Мелькнула отстраненная мысль, что последний нетопырь был ответственным и исполнительным. Не попрись он к Главному, не потребуй ответа — мог бы вернуться живым. С другой стороны, если бы Эвереста не написала депешу, ничего вообще не случилось бы… О чем же она писала? Об испытании, проведенном на барьере Первым репетитором, и о назревающем внеплановом выбросе внутри аномалии. Казалось бы, зачем? Столь наглые действия в бюрократической системе даже мысли не вызывают о превышении полномочий. Но Эвереста не любила внеплановые проверки и всегда пыталась спихнуть с себя ответственность.
Сейчас ситуация выглядела несколько иначе, и Первый репетитор теперь вполне подходил на роль закулисного игрока в деле с Институтом… Может, и за этим бывшим жрецом кто-то стоит, потому он так открыто действует? Почему это понимание приходит именно сейчас, когда руки полностью связаны?
— Условия изменились, Хинеус. — Репетитор смотрел на осунувшегося Кирина уверенно и с некой ленцой. — Либо ты называешь имена из закрытого списка, либо я сжигаю твой мозг и все равно получаю имена. — Он оценивающе взглянул на свои карманные часы. — У нас целый час. Если захочешь, он будет крайне длинным…
Положив руки на стол так, чтобы они были видны, начальник дворцовой охраны Хинеус Кирин внимательно слушал предложение и мысленно искал пути обхода. И дело было даже не в тройке имен из закрытого списка. Его красной точкой был не терпящий опозданий понедельник. Иначе ему как куратору собственной сестры придется свершить непоправимое…
Глава 52
— Мне вот интересно, — продолжал Анонис. — Вы ведь послушница, драгоценная Хадиса. Разве вас не терзает воспоминание песни?
Кирин загадочно улыбнулась, не испытав ни грамма стыда. Ее бледных щек не коснулся румянец, не сбилось дыхание. Даже руки не дрогнули. Казалось, она наперед знает, что он скажет, и едва сдерживает ехидное самодовольство.
Ананьев точно знал, что посвящение Кирин не прошла, и ее загадочная молчаливость удивляла.
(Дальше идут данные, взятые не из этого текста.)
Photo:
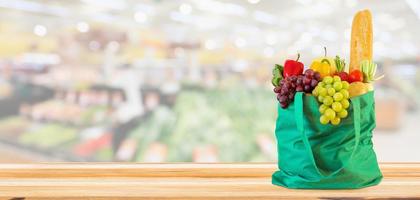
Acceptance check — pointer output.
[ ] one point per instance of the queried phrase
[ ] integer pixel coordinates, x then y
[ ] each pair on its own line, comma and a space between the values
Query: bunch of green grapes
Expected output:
333, 95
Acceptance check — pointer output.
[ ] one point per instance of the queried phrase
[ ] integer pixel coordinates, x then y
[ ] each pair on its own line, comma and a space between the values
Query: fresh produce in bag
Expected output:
326, 116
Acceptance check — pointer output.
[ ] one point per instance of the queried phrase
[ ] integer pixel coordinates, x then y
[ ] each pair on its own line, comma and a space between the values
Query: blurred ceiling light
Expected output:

А ещё он прекрасно видел, что его адепты сняли с нее все, что можно было снять, и ночью она получила очередную порцию своего персонального лекарства. Больше ее силу и характер ничто не сдерживало. Однако новый блок на ее чувствах озадачивал. Он глушил целый спектр, но как-то точечно, словно действовал на определенное событие или человека.
Скорее, последнее.
— А мне понравилась ваша интерпретация, — продолжил он. — Настолько вжились в роль. Столько сокровенных чувств показали. Уверен, вы смаковали многие моменты…
— Мне понравилось после, — тихо ответила Хадиса. Ее руки перестали источать свет, и она чинно положила их себе на колени. Серые глаза сверкнули ехидством. — Вы очень натурально страдали на похоронах, господин Ананьев. Столько неприкрытого истинно светлого горя. Даже сейчас оно продолжает исходить из вас чистым помыслом.
— Чертовка, — вздохнул Ананьев, изучая ее лицо. Уела его, как пить дать.
Неприметная дверь у окна хлопнула, выпуская озадаченную Дич.
— Хадиса, думаю, парням на улице нужна помощь. Иди… — обратилась она к послушнице.
— Иди-иди, драгоценная моя… Принимай непосредственное участие, — Согласился с
Гемартой Ананьев.
Девушка поднялась и, чинно откланявшись, закрыла за собой дверь.
— Ну ты и засранец, — процедила Дич, стоило Хадисе уйти. — Очень подходящее время оставить Академию без толкового Хранителя.